Me encanta leer a gente como Hugh Laurie, que aunque no lo parezca tiene dos dedos de frente y una prosa que -si bien es cínica- tiene un peculiar deje de elegancia. Además, como escritora debota, diré que es divertido escribir así. ¿Cómo no va a serlo? Se trata de vomitar ideas y frases que te surgen usando unos recursos que no deberías utilizar. Si quieres decir que algo es largo, tienes varias opciones; una es a lo Flauvert: "Era largo como una noche de invierno, en la que cuando amanece, las nubes continúan tapando el sol". Si, poético, pero nada gráfico. También podemos expresarnos como Reverte: "Su largura era tamaña que llegaba a tapar su inefable estupidez, que, si me permiten, no era poca". Se puede también, recurrir a las frases impepinables, que solemos escuchar en boca de niños. Son obvias. A veces tanto que no se nos ocurren: "Es tan largo como la Muralla China". Y luego está la gente como Hugh Laurie o Eduardo Mendoza. Esta gente suele ser cómica, y en ocasiones incluyo a Reverte en este saco de lectura carcajeante -en un sentido halagador, no me vayan ustedes a malinterpretar- que siempre me arranca una sonrisa, y me hace lamentarme de mi conservadurismo a lanzarme a esta verborrea, que deja un gusto agridulce en el paladar. Yo no soy así, pero en mi cabeza, brotan las frases que plasman el mundo en este tono tan divertido y tremendamente adictivo. Así, a veces me expreso de manera indescifrable, y si tengo que hablar de que algo es largo, lo hago imitando inconscientemente esa prosa de Mendoza, Reverte o Laurie, en la que algo es sencillamente largo, si, pero tanto como los últimos momentos en los que intentas sorber un espagueti, y ya se te ha acabado el aire, y no sabes si soltar el condenado gusanejo o casi ahogarte para continuar con tu desgarbada comilona.

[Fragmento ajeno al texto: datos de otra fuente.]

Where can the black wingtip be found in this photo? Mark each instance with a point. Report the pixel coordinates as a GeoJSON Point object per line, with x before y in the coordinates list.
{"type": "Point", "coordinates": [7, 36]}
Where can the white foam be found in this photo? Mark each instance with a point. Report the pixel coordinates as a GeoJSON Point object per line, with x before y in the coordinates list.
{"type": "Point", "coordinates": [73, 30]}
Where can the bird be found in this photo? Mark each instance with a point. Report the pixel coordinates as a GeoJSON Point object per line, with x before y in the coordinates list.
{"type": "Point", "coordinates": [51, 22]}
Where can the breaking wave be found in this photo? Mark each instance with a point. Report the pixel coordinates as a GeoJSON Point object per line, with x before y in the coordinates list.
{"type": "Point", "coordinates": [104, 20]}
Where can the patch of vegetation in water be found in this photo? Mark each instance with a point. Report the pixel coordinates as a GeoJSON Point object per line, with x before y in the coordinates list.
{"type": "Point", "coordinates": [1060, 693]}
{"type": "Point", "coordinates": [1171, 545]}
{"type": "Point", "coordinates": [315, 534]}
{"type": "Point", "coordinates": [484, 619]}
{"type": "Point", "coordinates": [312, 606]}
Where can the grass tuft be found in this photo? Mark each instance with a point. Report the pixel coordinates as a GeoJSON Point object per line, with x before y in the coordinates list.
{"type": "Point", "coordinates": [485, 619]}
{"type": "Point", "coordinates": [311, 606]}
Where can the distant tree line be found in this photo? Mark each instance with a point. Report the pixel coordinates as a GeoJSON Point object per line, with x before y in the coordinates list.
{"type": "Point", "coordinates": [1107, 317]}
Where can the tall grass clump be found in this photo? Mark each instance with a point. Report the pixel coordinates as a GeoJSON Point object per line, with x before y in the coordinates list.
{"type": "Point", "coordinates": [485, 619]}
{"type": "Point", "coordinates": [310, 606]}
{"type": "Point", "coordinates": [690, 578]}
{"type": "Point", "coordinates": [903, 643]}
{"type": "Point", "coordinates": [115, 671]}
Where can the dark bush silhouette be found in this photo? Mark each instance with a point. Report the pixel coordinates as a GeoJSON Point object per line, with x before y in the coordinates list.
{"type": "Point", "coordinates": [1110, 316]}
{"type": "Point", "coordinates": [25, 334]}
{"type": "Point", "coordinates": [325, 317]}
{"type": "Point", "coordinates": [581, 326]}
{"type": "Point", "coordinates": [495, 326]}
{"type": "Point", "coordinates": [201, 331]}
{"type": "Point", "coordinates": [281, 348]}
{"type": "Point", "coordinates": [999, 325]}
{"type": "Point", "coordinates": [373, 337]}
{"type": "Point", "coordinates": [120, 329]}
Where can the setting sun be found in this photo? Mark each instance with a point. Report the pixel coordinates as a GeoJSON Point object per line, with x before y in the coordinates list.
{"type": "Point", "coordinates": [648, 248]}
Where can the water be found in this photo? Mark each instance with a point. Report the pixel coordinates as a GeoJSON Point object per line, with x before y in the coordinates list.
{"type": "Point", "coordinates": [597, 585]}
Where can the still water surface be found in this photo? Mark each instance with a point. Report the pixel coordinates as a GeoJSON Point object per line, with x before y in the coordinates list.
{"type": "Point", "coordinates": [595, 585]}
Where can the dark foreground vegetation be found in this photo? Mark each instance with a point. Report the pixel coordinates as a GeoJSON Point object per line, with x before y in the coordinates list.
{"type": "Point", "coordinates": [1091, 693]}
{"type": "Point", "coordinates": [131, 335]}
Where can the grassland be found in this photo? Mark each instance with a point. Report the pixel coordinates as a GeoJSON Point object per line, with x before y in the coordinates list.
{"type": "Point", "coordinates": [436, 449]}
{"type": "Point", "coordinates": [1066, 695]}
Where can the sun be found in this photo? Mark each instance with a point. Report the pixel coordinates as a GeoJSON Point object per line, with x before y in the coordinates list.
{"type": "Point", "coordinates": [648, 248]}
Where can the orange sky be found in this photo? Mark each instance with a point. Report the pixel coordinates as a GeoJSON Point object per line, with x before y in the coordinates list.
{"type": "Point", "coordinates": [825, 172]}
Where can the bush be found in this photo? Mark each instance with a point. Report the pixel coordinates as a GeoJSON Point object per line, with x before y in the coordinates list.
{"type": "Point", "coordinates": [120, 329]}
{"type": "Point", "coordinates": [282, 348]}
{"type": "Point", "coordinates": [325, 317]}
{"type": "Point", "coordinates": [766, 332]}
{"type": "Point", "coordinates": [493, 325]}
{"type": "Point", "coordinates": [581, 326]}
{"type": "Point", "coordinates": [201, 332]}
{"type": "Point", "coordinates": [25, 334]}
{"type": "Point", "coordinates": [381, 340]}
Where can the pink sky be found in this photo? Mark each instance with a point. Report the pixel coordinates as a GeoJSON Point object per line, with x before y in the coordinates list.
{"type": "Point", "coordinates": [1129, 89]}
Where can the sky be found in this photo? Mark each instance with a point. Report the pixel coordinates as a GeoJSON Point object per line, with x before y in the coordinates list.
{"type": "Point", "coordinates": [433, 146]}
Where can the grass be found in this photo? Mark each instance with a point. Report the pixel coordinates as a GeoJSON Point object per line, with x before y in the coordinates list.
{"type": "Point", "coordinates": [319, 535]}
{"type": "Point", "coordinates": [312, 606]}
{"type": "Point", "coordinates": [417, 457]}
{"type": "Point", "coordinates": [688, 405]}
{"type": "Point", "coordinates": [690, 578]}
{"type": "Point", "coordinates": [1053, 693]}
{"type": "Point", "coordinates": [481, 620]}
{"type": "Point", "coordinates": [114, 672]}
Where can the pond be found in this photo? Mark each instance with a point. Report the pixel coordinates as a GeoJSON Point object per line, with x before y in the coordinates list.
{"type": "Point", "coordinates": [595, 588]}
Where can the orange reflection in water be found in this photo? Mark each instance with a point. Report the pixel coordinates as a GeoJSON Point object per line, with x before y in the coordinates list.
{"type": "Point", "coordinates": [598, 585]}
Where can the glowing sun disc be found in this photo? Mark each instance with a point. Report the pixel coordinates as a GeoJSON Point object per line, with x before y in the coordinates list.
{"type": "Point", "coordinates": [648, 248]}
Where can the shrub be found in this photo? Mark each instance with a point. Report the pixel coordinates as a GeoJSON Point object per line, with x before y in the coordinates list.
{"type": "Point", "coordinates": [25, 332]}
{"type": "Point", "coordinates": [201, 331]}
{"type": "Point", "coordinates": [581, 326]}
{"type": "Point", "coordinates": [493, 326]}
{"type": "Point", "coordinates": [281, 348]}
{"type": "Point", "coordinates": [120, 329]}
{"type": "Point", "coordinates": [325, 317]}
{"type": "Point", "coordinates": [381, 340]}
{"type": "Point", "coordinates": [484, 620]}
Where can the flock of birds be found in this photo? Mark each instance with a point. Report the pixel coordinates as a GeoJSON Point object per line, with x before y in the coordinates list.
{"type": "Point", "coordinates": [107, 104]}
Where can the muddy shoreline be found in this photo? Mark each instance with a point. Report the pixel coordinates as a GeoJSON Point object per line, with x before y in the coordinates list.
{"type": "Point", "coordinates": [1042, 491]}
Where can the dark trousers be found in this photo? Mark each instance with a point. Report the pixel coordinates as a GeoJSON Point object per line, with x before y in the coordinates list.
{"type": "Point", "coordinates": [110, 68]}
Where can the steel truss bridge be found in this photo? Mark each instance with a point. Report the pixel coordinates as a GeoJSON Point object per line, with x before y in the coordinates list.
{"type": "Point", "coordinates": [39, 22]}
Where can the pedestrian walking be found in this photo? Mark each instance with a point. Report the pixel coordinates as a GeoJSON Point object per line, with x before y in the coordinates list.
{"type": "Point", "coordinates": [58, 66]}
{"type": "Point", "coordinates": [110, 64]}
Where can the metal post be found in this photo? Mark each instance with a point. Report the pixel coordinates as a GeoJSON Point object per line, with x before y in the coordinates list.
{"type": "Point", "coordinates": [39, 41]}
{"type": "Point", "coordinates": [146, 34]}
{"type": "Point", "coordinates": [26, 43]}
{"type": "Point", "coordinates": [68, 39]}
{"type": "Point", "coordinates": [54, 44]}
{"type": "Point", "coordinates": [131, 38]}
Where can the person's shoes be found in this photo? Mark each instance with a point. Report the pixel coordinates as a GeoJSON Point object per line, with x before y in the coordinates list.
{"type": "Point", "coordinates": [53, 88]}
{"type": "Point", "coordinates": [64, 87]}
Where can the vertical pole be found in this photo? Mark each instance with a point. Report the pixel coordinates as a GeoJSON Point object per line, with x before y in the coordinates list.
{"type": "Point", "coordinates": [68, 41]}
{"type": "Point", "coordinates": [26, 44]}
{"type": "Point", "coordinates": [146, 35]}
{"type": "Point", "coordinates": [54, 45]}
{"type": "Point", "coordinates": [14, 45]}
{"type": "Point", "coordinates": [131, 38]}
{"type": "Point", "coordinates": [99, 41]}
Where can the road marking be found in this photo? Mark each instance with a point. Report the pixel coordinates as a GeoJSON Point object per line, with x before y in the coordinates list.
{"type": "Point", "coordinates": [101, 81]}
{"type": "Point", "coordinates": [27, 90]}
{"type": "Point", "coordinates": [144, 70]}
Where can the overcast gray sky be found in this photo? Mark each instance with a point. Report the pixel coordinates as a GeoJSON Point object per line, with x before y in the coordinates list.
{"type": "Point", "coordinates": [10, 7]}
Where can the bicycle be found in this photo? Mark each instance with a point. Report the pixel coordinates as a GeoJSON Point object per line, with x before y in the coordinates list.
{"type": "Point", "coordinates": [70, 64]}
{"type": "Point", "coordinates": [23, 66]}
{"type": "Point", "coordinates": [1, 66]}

Así de largo. Así de simple. Así de gráfico y de biográfico. Eso hacen. Escriben sin preocuparse de si hablar de un espagueti pone en la mente de uno a un hombre con tripa y entrado en años, con barba de cinco días y tomate en el gaznate. Y sé que disfrutan tanto escribiendo así, como yo leyendo ese descarado estilo. Lo sé, porque cuando me tomo un momento de "descaro" frente al teclado, disfruto de mi cinismo y sonrío.
Ahora necesito sonreír un poco más, y por eso, no voy a preocuparme de la impresión de mis escritos, y por una vez en la vida, escribiré en tono informal, hablando sólo de lo que quiero hablar. Aunque sea un espagueti.